Warning: readdir(): supplied argument is not a valid Directory resource in /admincp/clean.php on line 26

Warning: closedir(): supplied argument is not a valid Directory resource in /admincp/clean.php on line 55
processed 0 files


Click Here to remove all files listed

Please remember to delete this clean.php file from your server when done.

edprush
March 1st, 2008, 06:11 PM
I made the changes shown in: http://www.photopost.com/forum/showthread.php?p=1214127

After that I noticed that when members try to upload a photo to the gallery it doesn't display--they don't get an error message.

I have my vbgallery set to moderate all uploads but the images never show up in the vbgallery moderation queue.

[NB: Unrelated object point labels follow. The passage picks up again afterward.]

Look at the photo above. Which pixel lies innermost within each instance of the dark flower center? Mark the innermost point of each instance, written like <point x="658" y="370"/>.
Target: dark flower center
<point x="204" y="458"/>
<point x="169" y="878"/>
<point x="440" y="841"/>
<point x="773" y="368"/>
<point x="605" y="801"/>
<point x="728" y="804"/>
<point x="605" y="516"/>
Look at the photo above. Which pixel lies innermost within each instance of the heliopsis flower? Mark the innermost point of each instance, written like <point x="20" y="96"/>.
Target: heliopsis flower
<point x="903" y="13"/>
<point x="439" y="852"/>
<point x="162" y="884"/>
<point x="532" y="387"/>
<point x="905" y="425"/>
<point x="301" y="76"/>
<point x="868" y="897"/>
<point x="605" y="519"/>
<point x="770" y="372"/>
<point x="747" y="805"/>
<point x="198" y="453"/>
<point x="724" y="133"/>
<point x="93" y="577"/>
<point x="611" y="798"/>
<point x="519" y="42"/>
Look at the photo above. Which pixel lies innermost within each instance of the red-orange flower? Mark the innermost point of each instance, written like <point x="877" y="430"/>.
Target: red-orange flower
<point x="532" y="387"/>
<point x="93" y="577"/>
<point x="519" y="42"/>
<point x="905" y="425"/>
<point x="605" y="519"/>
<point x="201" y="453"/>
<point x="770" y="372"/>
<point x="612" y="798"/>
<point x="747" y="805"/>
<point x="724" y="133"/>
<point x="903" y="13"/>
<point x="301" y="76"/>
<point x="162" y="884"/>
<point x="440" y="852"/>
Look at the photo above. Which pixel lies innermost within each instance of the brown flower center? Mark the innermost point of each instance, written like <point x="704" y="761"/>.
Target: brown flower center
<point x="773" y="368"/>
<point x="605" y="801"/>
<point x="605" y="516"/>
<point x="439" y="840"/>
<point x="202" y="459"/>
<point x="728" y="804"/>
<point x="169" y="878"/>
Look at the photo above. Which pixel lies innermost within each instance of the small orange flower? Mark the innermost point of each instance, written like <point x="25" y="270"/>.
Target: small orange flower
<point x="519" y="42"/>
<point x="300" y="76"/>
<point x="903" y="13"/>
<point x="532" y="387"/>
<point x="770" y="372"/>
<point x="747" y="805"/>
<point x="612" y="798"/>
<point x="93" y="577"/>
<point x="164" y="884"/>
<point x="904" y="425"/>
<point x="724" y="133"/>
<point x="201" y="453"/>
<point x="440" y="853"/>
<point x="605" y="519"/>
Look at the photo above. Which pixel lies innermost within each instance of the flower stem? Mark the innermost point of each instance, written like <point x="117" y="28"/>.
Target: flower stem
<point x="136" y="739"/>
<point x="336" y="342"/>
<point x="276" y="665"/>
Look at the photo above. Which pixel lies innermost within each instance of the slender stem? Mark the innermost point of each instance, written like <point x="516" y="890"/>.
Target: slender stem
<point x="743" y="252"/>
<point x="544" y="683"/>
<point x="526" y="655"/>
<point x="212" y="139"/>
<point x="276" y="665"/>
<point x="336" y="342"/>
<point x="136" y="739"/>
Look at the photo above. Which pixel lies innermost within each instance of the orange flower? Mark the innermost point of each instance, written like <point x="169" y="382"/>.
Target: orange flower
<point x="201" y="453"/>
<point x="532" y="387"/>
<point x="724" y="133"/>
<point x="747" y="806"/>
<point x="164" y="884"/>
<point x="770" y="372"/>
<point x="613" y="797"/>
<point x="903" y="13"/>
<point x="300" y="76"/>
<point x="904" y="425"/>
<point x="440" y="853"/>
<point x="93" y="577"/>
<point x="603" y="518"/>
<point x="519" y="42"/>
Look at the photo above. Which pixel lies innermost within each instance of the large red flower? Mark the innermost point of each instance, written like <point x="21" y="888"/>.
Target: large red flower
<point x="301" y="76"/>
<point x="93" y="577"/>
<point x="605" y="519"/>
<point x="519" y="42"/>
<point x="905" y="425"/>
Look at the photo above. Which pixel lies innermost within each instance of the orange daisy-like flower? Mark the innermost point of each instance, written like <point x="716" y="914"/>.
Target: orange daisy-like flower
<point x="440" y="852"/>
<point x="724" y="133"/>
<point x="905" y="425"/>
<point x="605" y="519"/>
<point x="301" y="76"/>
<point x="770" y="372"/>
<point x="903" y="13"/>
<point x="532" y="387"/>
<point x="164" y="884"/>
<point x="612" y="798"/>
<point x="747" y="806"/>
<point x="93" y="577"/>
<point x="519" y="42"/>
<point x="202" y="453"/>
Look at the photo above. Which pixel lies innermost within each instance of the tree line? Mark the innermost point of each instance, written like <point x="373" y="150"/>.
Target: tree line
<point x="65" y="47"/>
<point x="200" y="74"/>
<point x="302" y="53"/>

Any idea what I did wrong?

Thanks.

InterFX
April 18th, 2008, 09:42 PM
I just realized I have this issue... 4 sites hacked bad in the past 24 hrs. While I get ready to get everything updated, I went ahead and turned OFF the gallery... Will that protect me while I upgrade in the next days?

Thanks in advance -

Zachariah
April 19th, 2008, 11:01 AM
I just realized I have this issue... 4 sites hacked bad in the past 24 hrs. While I get ready to get everything updated, I went ahead and turned OFF the gallery... Will that protect me while I upgrade in the next days?

Thanks in advance -
No, The files will still be on your system.
- The attacker will hide in your gallery/files folder. Rename the folder that holds you gallery images to something else. This way they do not know where the files are to directly access them.